Keep in mind that unless your gold jewelry is marked as “plumb” (as in “14KP”), the exact karat may vary slightly from what is stamped on the piece. In the U.S., the allowed variation is +/-0.5 karats, meaning that your 14K gold may actually be 13.5 karats.
What Other Metals Does Gold Jewelry Contain?
Since pure gold is very soft, it is mixed with other metals to create jewelry that is durable. The resulting material is actually a gold alloy.
The metals most often used for this purpose are copper, nickel, zinc, and sometimes, aluminum. The concentration of those additional metals in the alloy can also change the color of the gold jewelry; for example, white gold gets its white color from nickel and zinc.
How High and Low Karats Differ
Generally, the lower the karat and the less gold in your jewelry, the harder and more durable it will be.

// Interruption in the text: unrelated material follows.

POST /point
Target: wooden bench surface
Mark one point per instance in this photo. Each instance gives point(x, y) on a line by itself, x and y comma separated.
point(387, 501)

The downside to that is that the less gold there is, the less the jewelry will look like… gold.
Also, since gold alloys often contain nickel, if you are allergic to it, the lower the karat, the more likely it is that you will experience skin irritation.
Higher karat jewelry, on the other hand, looks better, but since it contains more gold, it is also likely to scratch more easily.
It seems that 14K and 18K pieces tend to be the most popular since these karat levels offer a good combination of durability, appearance and price while not causing allergic reactions.